5th December 2023 – (Beijing) In a robust response to the U.S. ratings agency, Moody’s Investors Service, China on Tuesday vehemently contested the agency’s decision to downgrade its outlook from stable to negative, while reaffirming China’s A1 long-term local and foreign-currency issuer ratings. Chinese authorities assert that their economy remains robust and well-equipped to deepen reforms and tackle associated risks and challenges. They argue that Moody’s concerns about China’s growth prospects are baseless.

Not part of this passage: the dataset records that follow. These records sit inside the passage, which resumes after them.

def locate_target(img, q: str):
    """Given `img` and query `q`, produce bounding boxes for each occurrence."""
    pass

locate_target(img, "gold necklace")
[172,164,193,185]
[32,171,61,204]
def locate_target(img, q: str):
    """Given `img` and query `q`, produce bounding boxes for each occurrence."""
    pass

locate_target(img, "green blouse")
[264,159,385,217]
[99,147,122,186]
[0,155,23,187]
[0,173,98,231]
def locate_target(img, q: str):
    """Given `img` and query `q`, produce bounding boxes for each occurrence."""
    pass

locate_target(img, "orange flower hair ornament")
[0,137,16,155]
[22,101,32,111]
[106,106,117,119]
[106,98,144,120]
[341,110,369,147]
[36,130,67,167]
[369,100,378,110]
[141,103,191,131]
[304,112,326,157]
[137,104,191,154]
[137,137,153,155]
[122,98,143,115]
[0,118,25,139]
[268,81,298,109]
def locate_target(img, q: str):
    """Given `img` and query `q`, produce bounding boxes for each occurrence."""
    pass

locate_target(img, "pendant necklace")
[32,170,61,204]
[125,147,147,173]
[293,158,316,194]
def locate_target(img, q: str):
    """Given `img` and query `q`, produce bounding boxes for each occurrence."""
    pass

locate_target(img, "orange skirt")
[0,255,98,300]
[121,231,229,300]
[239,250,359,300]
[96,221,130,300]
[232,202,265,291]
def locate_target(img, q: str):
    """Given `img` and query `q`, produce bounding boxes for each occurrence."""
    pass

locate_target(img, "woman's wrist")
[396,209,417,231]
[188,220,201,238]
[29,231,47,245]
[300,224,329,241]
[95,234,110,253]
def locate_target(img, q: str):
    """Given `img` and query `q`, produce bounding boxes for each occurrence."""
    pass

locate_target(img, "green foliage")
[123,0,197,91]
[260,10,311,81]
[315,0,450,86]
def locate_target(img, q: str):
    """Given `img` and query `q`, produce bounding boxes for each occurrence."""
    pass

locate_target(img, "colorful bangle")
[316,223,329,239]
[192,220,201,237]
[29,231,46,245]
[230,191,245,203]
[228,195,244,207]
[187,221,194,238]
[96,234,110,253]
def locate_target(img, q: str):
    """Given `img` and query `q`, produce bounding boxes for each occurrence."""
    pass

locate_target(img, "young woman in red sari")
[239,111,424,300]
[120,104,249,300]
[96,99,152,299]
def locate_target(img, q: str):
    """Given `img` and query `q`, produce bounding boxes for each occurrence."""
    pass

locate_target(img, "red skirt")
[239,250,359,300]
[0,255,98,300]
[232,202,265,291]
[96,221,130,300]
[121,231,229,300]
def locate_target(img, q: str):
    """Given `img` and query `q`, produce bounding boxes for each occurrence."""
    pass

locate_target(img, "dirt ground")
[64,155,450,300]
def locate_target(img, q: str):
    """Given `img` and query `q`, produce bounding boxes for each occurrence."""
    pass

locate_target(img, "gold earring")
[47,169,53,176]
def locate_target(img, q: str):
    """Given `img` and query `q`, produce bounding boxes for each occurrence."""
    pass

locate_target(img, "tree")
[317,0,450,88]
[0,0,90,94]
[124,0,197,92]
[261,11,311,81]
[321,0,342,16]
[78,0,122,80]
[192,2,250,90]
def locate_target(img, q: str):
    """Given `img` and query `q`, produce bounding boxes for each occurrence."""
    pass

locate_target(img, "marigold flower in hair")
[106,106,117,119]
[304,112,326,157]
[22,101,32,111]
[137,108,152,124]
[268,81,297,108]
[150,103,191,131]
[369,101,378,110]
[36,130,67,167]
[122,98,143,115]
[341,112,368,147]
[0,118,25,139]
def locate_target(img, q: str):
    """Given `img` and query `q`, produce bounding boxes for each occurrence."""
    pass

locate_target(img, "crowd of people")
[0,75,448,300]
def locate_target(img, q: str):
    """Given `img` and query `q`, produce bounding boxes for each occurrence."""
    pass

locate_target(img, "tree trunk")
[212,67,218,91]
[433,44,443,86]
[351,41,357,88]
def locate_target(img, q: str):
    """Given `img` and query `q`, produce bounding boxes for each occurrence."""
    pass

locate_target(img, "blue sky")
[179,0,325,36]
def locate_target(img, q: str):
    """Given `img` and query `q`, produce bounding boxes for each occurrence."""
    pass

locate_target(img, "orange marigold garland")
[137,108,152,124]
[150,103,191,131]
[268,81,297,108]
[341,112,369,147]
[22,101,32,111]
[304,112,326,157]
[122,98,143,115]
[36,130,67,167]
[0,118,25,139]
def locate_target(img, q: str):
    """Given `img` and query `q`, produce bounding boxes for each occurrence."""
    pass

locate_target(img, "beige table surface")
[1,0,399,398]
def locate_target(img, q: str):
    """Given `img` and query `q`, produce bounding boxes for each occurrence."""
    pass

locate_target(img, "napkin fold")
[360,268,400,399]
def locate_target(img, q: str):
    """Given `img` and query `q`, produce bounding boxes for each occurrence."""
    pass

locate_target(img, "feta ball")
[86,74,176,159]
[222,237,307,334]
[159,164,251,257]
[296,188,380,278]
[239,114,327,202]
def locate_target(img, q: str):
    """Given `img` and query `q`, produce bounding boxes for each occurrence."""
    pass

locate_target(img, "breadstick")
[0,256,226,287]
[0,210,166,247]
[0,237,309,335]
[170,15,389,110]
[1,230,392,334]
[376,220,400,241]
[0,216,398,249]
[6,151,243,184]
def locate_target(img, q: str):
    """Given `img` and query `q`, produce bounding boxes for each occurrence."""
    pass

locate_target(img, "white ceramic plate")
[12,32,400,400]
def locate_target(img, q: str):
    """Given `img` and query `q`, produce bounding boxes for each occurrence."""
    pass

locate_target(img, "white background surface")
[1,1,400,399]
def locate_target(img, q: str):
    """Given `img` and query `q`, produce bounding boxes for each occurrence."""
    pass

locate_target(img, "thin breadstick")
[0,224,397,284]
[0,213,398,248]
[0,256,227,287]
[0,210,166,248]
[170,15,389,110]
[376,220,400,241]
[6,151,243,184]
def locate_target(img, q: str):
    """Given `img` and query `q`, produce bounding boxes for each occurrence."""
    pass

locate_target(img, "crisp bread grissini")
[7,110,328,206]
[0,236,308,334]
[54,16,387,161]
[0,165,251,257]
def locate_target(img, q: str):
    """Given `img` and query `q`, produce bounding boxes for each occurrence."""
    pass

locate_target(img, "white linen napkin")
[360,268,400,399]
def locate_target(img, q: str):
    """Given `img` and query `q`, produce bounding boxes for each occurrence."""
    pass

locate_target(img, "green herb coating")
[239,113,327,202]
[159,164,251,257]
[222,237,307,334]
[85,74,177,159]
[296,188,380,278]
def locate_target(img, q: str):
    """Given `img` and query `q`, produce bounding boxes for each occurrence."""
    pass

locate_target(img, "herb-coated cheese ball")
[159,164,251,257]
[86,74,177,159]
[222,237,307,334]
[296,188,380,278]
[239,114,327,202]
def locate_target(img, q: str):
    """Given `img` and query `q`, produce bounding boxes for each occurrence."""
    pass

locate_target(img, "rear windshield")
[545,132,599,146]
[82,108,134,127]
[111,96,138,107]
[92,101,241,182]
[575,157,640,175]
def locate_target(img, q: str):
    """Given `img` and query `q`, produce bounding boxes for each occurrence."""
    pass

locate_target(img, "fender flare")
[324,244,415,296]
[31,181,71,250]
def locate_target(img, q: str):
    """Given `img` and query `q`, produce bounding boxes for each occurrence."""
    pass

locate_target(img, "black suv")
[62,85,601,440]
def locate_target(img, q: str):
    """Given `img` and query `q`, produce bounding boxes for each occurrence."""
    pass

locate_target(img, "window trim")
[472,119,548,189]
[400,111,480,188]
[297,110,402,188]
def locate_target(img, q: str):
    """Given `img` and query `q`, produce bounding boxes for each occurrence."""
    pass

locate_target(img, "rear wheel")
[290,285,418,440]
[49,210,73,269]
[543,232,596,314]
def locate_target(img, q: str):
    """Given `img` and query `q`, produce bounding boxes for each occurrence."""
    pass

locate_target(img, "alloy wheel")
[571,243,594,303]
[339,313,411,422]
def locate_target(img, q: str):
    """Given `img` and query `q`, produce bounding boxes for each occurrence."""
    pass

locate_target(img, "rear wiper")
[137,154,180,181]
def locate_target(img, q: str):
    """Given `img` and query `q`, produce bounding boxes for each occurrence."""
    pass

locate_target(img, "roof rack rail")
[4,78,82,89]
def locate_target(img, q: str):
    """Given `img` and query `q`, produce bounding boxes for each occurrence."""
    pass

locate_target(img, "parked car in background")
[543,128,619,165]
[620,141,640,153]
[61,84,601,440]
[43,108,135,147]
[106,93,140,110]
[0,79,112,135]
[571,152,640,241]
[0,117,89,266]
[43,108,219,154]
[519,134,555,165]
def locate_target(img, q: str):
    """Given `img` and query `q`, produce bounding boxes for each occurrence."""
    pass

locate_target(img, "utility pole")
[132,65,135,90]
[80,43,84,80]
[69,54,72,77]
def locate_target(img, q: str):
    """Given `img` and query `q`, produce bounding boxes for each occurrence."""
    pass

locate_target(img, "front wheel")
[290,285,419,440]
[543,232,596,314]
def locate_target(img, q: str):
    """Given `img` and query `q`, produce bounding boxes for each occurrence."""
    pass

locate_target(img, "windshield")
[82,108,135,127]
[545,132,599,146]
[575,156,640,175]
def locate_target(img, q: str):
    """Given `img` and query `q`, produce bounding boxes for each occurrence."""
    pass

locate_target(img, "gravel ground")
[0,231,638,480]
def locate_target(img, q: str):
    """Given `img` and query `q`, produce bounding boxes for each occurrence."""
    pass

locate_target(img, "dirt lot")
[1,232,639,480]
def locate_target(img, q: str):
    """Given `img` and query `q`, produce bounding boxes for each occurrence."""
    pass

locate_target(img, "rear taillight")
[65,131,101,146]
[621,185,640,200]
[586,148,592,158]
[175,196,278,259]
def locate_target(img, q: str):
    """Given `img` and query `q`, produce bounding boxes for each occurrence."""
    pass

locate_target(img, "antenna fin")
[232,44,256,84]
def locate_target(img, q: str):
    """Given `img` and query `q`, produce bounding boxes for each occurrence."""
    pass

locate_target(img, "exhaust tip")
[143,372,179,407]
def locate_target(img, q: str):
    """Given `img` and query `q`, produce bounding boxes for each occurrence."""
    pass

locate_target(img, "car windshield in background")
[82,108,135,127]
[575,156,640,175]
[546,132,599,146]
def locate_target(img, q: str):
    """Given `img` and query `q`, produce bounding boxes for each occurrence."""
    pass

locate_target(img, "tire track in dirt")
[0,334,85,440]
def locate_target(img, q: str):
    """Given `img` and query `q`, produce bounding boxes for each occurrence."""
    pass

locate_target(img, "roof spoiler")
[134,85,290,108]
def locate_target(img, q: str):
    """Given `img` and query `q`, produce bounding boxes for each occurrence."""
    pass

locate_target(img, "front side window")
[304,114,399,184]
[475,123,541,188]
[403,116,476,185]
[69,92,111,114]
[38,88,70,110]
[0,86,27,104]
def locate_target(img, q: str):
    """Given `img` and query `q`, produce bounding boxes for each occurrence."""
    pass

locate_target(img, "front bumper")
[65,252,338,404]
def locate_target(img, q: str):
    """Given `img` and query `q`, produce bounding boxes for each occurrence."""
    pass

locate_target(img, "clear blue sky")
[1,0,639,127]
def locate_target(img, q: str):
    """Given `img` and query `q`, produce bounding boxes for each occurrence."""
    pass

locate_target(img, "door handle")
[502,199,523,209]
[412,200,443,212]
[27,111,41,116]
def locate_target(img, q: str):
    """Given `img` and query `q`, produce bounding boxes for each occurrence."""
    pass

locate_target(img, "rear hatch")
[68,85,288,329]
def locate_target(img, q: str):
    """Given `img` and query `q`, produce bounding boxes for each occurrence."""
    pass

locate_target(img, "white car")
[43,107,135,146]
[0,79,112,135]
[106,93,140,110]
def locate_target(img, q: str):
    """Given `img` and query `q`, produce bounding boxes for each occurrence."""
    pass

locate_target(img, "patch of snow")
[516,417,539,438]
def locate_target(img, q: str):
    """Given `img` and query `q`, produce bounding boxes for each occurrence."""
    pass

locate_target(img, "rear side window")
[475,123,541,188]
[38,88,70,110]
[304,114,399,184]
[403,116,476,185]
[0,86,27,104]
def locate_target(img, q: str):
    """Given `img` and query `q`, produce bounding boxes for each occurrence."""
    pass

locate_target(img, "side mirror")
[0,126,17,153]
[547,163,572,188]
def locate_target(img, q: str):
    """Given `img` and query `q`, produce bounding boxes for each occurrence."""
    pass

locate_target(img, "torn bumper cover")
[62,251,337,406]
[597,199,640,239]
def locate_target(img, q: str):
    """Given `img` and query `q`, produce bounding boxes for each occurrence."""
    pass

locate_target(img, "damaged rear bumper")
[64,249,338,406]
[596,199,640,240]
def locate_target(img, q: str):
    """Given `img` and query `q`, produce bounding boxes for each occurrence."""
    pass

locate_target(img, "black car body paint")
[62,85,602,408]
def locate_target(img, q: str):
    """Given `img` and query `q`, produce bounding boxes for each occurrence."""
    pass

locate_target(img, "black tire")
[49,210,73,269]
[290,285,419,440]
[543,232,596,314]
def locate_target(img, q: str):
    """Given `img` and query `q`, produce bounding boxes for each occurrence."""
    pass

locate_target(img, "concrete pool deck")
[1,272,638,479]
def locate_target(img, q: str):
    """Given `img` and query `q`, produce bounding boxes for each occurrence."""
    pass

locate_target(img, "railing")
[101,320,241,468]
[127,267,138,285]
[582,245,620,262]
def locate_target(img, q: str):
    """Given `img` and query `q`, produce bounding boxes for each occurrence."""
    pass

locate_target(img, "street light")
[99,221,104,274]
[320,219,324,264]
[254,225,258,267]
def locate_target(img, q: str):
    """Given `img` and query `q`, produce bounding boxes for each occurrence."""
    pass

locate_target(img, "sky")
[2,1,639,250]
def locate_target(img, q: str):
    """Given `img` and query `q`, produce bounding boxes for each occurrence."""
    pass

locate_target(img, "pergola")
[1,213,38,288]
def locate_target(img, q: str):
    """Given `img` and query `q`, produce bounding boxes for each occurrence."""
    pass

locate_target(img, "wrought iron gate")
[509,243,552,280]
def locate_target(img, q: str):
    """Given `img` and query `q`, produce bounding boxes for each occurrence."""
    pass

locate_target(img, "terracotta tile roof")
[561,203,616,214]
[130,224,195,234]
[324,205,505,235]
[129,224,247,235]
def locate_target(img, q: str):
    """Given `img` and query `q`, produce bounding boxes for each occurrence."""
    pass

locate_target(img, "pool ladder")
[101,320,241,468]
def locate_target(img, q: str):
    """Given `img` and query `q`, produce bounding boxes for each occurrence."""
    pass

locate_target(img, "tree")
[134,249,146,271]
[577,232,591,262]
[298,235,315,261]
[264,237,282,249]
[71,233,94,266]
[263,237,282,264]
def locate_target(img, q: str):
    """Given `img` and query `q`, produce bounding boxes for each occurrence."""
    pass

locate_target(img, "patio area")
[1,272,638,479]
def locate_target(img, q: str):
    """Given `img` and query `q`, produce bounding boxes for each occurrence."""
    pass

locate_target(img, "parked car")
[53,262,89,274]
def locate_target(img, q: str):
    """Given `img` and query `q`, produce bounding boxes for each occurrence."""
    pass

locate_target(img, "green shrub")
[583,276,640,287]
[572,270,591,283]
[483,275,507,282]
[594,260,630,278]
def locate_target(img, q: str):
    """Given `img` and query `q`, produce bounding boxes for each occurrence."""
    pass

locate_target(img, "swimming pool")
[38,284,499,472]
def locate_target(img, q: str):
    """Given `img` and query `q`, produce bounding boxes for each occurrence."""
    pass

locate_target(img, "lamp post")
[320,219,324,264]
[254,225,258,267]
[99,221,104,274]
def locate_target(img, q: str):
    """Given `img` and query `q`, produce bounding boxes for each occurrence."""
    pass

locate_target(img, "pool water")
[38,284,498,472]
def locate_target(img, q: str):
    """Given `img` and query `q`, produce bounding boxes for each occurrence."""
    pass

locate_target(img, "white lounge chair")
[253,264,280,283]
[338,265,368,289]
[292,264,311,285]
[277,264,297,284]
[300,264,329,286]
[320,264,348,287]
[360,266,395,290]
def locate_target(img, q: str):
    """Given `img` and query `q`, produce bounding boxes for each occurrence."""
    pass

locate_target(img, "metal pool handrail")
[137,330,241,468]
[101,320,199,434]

Chinese economists also criticised Moody’s decision as biased and unprofessional, accusing the agency of inflating or fabricating risks and challenges for the Chinese economy. They emphasise that China’s economy, when assessed by various factors including growth speed, debt levels, and institutional and governance strength, remains one of the healthiest and fastest-growing among major economies. It also continues to be a significant contributor to global growth.
In a report released on Tuesday, Moody’s justified its decision by citing risks posed by China’s fiscal support to local governments and the property sector to its fiscal, economic, and institutional strength. Moody’s also identified “increased risks related to structurally and persistently lower medium-term economic growth and the ongoing downsizing of the property sector” as reasons for the downgrade.
Chinese officials and economists were quick to respond. An official from the Chinese Ministry of Finance (MOF) issued a detailed statement, offering point-by-point rebuttals to Moody’s assessment. They highlighted the resilience of China’s economy, which despite global challenges, has been witnessing a rebound and advancing steadily with high-quality development since the third quarter. They expect this trend to continue in the fourth quarter, thus reinforcing China’s role as a critical engine for global growth.
The MOF official also emphasised the restorative growth in China’s fiscal revenue this year, with the national general public budget revenue increasing by 8.9 per cent year-on-year, and tax revenue rising by 11.9 per cent. Local government fiscal revenue too has seen positive growth, with local general public budget revenue increasing by 9.1 percent.
Addressing Moody’s concerns over China’s growth prospects, the official pointed out that China’s GDP growth reached 5.2 per cent in the first three quarters and is expected to meet the annual target of around 5 per cent. In terms of debt, the official stated that as of 2022, the outstanding national debt is around 61 trillion yuan, and the public debt-to-GDP ratio is about 50.4 per cent, which is comfortably below the internationally accepted 60-per cent warning line and lower than those of major and emerging market economies.
Addressing local government debt, the MOF official outlined measures taken to mitigate debt risks, which have been successful. The official also countered Moody’s claim about adjustments in the real estate sector affecting local government fiscal revenue, stating that less revenue from land sales also implies less spending in related areas, making the impact “controllable and structural.”
On the other hand, Cao Heping, an economist at Peking University, criticised Moody’s for its bias. He pointed out that over the past six years, Moody’s has consistently overestimated U.S. data and underestimated that of other countries, particularly China.
Other critics, such as Tian Yun, a Beijing-based economist, dismissed Moody’s downgrade as “completely unnecessary.” He suggested that the downgrade reflects that international institutions continue to harbour high growth expectations from China.
China Chengxin Credit Rating Group, on Tuesday, maintained China’s sovereign credit rating at AA+g, with a stable rating outlook. They highlighted that China’s economy showed strong resilience in 2023, and the government still has sufficient fiscal room.
As China gears up for the annual Central Economic Work Conference, which sets the tone for economic policymaking for the upcoming year, many will be watching closely for indications of how top policymakers perceive China’s current economic operation and next year’s policy priorities.